Uma vez feito o planejamento detalhado e minucioso do que se deseja para a Cidade Digital, chega a hora de montar os textos dos editais. Nesta fase, a dica de especialistas é dividir serviços e equipamentos a serem contratados em dois grandes blocos: montagem de infra-estrutura e, depois, serviços, aplicações e manutenção da rede. "A primeira parte envolve a implantação física da rede, ou seja, compra e instalação de equipamentos. A segunda, depois da rede pronta, abrange a operação da rede, manutenção, atendimento a usuário, instalação de sistemas, uso da rede, prestação de serviços através da rede, etc.", recomenda Newton Scartezini, consultor em Cidade Digitais.

"Não tem muito sentido linkar infra-estrutura com sistemas de governança. Nesse sentido, é bom fazer separado", corrobora Mendes, da Unicamp, para quem é importante, também, planejar a parte de infra-estrutura com várias fases, para que o investimento seja paulatino. Assim, é recomendável montar duas licitações, cada uma com as exigências para esses dois grandes blocos.

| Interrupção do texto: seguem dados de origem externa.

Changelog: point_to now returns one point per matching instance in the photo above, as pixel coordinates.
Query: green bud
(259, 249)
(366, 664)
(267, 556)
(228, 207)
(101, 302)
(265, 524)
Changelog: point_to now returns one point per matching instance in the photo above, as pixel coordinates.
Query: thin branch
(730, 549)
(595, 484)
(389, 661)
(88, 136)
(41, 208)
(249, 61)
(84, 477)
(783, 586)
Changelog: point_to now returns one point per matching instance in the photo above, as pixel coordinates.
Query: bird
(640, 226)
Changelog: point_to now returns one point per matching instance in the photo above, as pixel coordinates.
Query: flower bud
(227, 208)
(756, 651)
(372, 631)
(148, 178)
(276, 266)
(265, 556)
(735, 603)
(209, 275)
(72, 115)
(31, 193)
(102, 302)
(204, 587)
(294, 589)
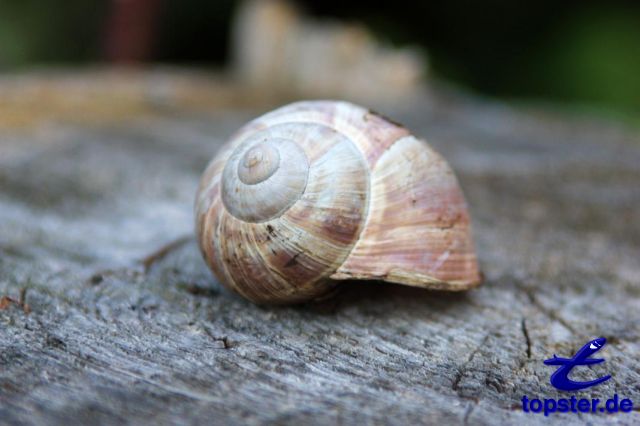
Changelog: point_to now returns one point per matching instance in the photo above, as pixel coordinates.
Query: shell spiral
(319, 191)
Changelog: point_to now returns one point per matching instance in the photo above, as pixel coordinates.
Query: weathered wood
(128, 326)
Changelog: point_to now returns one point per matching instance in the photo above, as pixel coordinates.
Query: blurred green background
(575, 54)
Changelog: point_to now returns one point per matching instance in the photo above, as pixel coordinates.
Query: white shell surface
(286, 256)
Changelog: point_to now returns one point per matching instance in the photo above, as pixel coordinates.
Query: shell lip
(413, 279)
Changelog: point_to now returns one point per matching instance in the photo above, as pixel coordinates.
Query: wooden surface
(125, 324)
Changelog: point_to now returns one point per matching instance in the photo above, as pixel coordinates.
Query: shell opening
(258, 164)
(263, 178)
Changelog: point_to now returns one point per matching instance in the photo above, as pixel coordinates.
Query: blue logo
(560, 379)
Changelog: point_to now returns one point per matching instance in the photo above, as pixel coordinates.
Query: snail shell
(320, 191)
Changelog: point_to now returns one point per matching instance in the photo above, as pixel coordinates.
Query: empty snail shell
(321, 191)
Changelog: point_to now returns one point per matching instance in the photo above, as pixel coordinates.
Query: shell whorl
(264, 177)
(320, 191)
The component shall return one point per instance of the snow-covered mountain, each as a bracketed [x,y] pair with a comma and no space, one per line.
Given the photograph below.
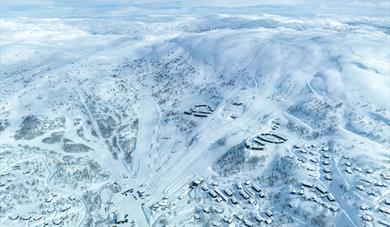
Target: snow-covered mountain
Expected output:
[193,116]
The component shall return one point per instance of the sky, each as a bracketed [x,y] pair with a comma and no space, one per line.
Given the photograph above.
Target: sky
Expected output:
[61,8]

O professor recomenda também "seguir cuidadosamente" as exigências da legislação, observando, no momento da elaboração de editais, os regulamentos da Agência Nacional de Telecomunicações (Anatel), a Lei Geral de Telecomunicações e até resoluções do Conselho Federal de Engenharia e Arquitetura (Confea) e dos conselhos regionais.

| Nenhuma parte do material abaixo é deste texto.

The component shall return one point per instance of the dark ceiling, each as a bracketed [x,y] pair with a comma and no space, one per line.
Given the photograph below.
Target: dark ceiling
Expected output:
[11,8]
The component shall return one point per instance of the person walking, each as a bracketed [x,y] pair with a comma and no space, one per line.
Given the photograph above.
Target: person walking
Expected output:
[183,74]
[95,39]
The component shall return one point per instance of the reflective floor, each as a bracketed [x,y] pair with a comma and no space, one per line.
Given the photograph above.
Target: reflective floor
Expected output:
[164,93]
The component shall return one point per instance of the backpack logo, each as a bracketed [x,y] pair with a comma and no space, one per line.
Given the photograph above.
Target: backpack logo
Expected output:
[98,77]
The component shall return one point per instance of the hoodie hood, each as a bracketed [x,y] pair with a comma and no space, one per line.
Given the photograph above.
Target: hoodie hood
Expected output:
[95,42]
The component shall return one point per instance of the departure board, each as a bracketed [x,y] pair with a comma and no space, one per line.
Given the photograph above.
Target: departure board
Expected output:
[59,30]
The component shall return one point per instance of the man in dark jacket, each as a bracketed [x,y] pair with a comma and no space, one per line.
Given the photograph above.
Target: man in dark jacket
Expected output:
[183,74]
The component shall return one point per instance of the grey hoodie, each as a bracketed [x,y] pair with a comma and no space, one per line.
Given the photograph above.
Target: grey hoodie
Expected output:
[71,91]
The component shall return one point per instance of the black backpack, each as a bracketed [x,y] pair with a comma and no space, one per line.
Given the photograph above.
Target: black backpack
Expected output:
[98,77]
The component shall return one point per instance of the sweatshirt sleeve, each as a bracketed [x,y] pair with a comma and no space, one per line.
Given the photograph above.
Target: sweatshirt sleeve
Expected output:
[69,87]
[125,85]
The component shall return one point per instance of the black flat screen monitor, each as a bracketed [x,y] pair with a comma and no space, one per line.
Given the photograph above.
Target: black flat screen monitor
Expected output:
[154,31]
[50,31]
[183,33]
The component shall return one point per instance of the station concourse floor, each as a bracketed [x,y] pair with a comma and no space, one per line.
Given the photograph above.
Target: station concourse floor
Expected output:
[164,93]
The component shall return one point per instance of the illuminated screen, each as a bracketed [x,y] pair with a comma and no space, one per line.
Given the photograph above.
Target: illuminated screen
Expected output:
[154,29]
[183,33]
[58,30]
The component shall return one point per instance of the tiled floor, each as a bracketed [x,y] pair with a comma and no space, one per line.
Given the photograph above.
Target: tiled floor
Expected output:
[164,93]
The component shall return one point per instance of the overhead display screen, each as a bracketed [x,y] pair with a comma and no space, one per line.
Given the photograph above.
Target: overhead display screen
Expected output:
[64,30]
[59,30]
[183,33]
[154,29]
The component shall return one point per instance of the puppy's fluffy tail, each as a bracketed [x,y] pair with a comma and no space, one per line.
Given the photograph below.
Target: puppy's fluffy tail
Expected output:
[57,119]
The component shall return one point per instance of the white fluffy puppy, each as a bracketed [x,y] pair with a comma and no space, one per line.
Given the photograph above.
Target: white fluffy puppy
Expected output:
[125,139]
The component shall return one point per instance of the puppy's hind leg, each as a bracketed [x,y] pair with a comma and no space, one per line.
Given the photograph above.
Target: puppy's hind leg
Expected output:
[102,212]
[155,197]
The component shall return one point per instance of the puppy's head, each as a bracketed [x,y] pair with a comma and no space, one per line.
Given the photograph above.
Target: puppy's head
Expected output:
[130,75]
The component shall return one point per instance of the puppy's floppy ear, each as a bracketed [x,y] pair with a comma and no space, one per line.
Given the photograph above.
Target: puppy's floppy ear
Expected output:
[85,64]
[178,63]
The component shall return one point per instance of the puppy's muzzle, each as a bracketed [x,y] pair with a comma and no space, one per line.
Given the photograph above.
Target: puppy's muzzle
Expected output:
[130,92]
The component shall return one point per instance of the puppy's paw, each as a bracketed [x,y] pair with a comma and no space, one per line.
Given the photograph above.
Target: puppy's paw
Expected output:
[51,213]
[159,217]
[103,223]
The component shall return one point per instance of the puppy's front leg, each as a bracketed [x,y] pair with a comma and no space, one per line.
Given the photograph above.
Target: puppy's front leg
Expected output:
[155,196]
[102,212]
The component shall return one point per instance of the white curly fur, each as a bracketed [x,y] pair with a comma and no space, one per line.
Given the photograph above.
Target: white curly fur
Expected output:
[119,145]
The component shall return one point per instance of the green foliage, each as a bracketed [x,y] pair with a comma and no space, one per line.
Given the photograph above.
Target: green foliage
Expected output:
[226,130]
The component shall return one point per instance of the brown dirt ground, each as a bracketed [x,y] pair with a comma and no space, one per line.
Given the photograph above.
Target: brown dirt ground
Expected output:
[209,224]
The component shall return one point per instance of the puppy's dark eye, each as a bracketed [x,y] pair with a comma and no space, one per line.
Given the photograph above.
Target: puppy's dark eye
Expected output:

Na mesma linha de raciocínio, Soares, do Inatel, lembra que é importante demandar o atendimento às normas e recomendações internacionais. "Isso significa que os equipamentos devem atender a determinados critérios (freqüência; qualidade de serviço, ou Quality of Service (QoS); taxa de transmissão; alcance; performance; etc.) e deverão ter interoperabilidade, ou seja, atender às normas da União Internacional de Telecomunicações, órgão ligado à Organização das Nações Unidas (ONU), do Instituto de Engenheiros Elétricos e Eletrônicos (IEEE), etc.", diz. E lembra aos prefeitos: "A tecnologia existe para resolver problemas, e não criá-los. Tenha, antes de tudo, um bom projeto."

Alternativa

A maioria das licitações é feita considerando que a prefeitura será a dona da rede municipal, adquirindo equipamentos e operando a infovia depois de montada. Mas especialistas atentam para uma segunda opção a ser considerada: a contratação da infovia como serviço. Essa alternativa, dependendo do porte e das necessidades do município, pode trazer redução de custos e evitar problemas para as municipalidades.

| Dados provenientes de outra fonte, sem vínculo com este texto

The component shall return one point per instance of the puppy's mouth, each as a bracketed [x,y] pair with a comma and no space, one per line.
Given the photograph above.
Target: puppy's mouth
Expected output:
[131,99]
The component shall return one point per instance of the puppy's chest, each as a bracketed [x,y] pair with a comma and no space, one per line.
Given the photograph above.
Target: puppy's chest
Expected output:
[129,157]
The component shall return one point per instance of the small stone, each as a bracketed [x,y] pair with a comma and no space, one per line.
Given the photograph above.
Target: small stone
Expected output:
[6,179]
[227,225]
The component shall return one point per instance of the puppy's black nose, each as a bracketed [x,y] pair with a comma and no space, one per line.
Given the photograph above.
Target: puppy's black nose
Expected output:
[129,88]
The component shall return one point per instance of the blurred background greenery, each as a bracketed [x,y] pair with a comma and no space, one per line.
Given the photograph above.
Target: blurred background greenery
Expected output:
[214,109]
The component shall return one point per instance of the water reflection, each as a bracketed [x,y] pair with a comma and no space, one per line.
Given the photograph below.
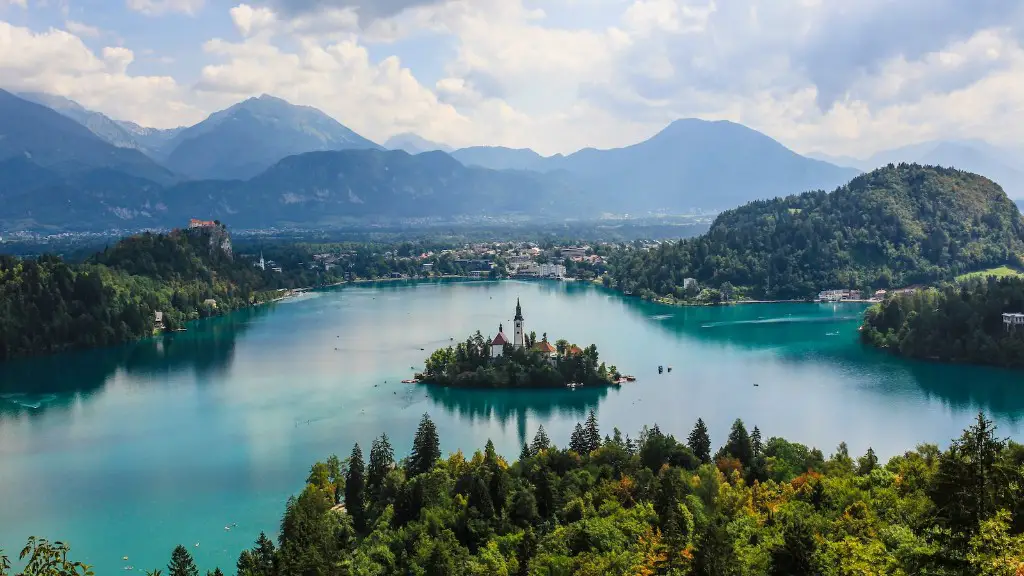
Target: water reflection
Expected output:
[206,351]
[505,406]
[827,334]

"Na minha opinião, quando o poder público compra o serviço é melhor", diz o consultor Newton Scartezini, que defende fortemente essa opção: "A licitação para compra de serviço é mais garantida e mais simples. No outro caso, a prefeitura fica dona de um ativo que não é sua área de atuação”, diz ele. “Com a compra do serviço, evita-se que a prefeitura tenha que conduzir uma operação que não é seu negócio. Sem contar que é muito mais simples uma licitação de serviço, que é despesa, do que a do outro tipo, que é investimento", analisa.

O professor Leonardo Mendes, da Unicamp, acredita que a existência de vantagens econômicas nesse modelo depende do porte da cidade, entre uma série de outros fatores. "O estudo inicial, que vai gerar o 'plano diretor', é que deve indicar a melhor opção", diz.

Para Bruno Soares, do Inatel, caso a prefeitura opte por fazer licitação do serviço de montagem da infovia, e não da aquisição de equipamentos para montagem própria, é recomendável  que se faça, então, somente um edital, porém com requisitos específicos. "Recomendo que se exija o que chamamos de “turnkey”, ou seja, a empresa que vencer a licitação deverá entregar o projeto completo funcionando. Isso é importante principalmente para os municípios que não têm uma estrutura de TI avançada. Existem muitas empresas integradoras que já fazem sistemas turnkey de cidades digitais, com projetos multifabricantes, flexíveis e modulares", explica.